Gran Torino

Gran Torino

You know it has been a good year for movies when a great piece of cinema such as Gran Torino only makes number seven on the Best Movies of 2009 list.

Clint Eastwood returns to acting with Gran Torino, as well as being on directorial duties, in what is rumoured to be his last on screen performance.

Eastwood stars as Walt Kowalski, an unabashed bigot who never heard a racial insult he didn't love. Bitter, haunted, and full of pride, Walt refuses to abandon the neighbourhood he's lived in for decades despite its changing demographics as he clings desperately to a mindset long since out of step with the times.

When his Hmong neighbour Thao tries to steal his prized muscle car as part of a gang initiation, Walt is forced to grapple with the world around him.

It’s time to get the rant out of the way how the Academy could ignore both Eastwood’s tour-de-force performance as well as his skill as a filmmaker at this year’s Oscars buggers belief.

Gran Torino provides one of Eastwood’s best on screen performances as Walt struggles to come to terms with the changing world around him as well as showing his own prejudices and ignorance.

Walt is a tortured character who is very much plagued by the past and his actions during the Korean War and the horror s that he witnessed. Despite his fowl mouthed rants and un-PC behaviour you can’t help but like Walt as he despairs with the behaviour of the younger generations.

As well as shining in front of the camera Eastwood also excels as a filmmaker as Gran Torino is a powerful movie that explores prejudice and racial divides as well as the gulf that exists between generations.

As well as tackling these issues you will be surprised that it’s a very funny and, in places, also a very tender movie as Walt develops a great relationship with both Thao and Sue.

For his entire career Eastwood has been the king of the anti-hero and in his swansong movie he returns to a similar character as Walt is mean, rude, and racist but is a good man at heart who goes on a learning curve so late in life that by the end you are truly rooting for him.

There’s also a great performance from newcomer Bee Vang as the quiet and bullied Thao who is struggling to find his place in America feeling he doesn’t fit in and pushed around on all sides.
Striking an unlikely friendship with Walt the young Thai comes out of his shell and it’s a confident acting display from the youngster making his movie debut.

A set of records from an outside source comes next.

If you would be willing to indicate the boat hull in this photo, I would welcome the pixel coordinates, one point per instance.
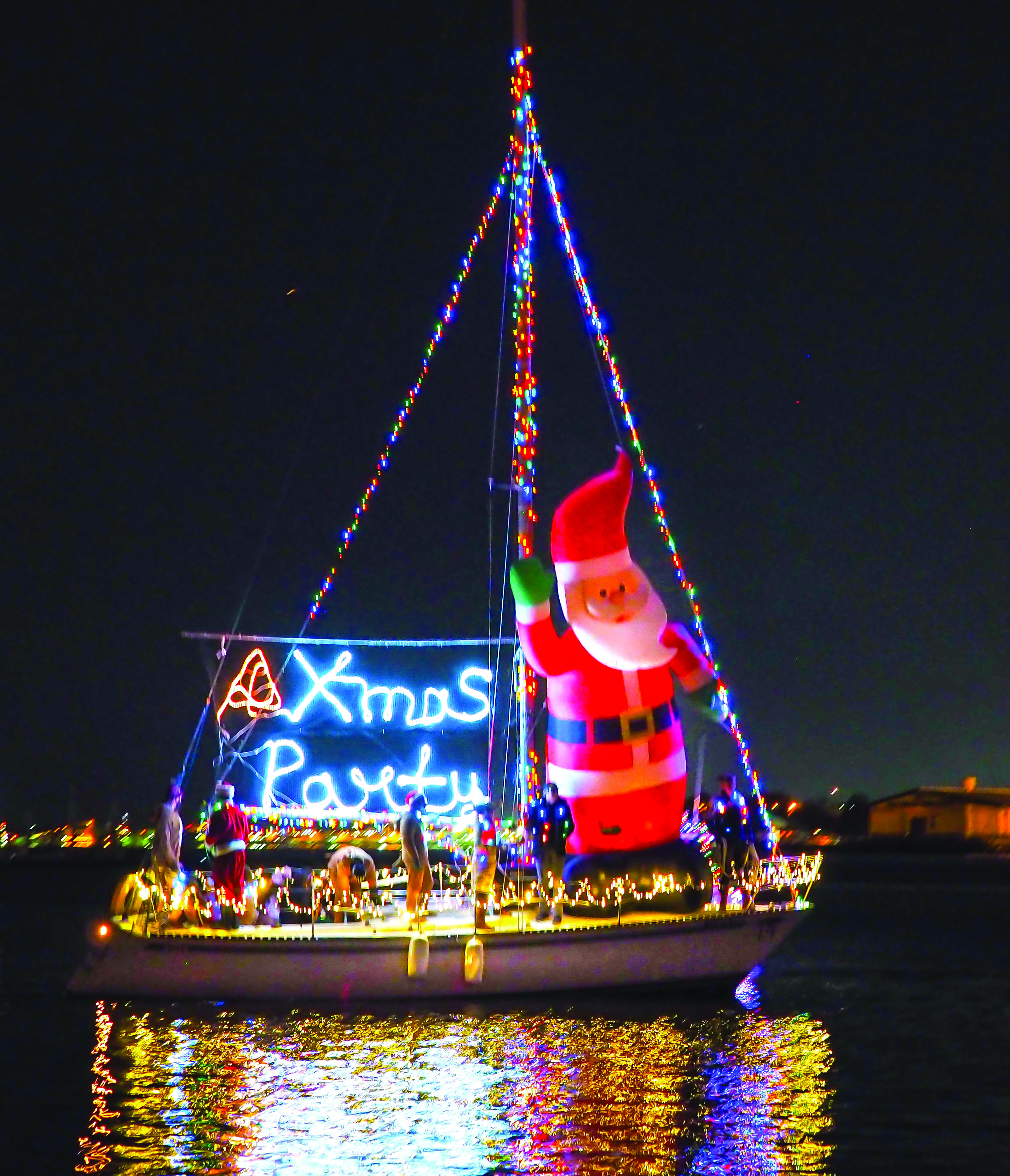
(708, 950)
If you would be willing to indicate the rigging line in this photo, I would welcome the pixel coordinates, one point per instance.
(595, 350)
(501, 613)
(276, 511)
(604, 344)
(492, 466)
(498, 659)
(445, 318)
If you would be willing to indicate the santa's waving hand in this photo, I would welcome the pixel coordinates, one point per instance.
(614, 744)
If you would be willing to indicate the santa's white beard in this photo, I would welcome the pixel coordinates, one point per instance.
(621, 645)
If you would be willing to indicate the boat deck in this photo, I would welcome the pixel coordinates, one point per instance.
(440, 925)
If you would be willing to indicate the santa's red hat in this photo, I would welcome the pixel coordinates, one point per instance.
(587, 538)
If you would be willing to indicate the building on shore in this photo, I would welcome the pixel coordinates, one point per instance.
(963, 811)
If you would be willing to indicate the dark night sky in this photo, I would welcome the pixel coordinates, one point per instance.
(794, 219)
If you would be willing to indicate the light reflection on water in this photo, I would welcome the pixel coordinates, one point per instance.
(558, 1091)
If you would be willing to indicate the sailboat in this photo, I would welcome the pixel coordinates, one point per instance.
(326, 738)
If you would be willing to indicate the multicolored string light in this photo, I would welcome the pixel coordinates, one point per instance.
(438, 334)
(617, 387)
(525, 382)
(524, 469)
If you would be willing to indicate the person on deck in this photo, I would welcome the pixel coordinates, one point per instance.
(415, 855)
(548, 826)
(484, 864)
(227, 833)
(734, 841)
(167, 840)
(348, 868)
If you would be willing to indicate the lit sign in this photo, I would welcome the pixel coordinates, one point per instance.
(356, 746)
(322, 798)
(253, 688)
(348, 693)
(435, 706)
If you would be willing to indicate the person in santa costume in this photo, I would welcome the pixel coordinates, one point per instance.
(614, 744)
(227, 833)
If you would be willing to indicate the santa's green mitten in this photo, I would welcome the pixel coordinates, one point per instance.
(531, 583)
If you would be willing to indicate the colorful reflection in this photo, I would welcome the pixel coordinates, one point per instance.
(220, 1091)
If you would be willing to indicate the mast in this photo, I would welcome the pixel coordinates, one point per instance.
(524, 385)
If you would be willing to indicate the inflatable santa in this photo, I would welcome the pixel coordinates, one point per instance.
(614, 744)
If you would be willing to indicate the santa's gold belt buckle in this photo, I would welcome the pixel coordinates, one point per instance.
(638, 726)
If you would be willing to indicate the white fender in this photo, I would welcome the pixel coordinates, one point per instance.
(418, 955)
(474, 962)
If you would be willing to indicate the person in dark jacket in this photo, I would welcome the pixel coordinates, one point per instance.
(484, 864)
(415, 855)
(350, 870)
(167, 841)
(548, 826)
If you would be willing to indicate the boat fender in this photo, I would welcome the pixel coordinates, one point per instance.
(474, 962)
(418, 955)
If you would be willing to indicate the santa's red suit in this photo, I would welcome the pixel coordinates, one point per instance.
(614, 743)
(227, 834)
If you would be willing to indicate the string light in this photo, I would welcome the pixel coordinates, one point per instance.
(438, 334)
(435, 707)
(431, 786)
(524, 471)
(617, 387)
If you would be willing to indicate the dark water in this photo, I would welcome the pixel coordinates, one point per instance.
(876, 1041)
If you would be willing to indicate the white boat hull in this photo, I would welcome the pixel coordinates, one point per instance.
(709, 948)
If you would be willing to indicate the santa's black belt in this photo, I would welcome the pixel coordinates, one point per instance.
(631, 727)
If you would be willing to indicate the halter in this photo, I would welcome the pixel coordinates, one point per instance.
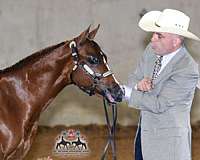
(95, 76)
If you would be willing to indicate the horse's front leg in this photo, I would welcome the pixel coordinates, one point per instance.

In all Gran Torino is truly a classy piece of filmmaking, which is what we have come to expect from Eastwood with the likes of Unforgiven, Changeling and Million Dollar Baby under his belt, this falls alongside them.

The great script is backed up by excellent performances from all, particularly the leading man, and is a movie that keeps you hooked from start to finish.

It’s an absolute must see for 2009 truly brilliant.  If this is to be Eastwood’s final acting performance then cinema has lost one of its greatest movie star but blimey what a way to go!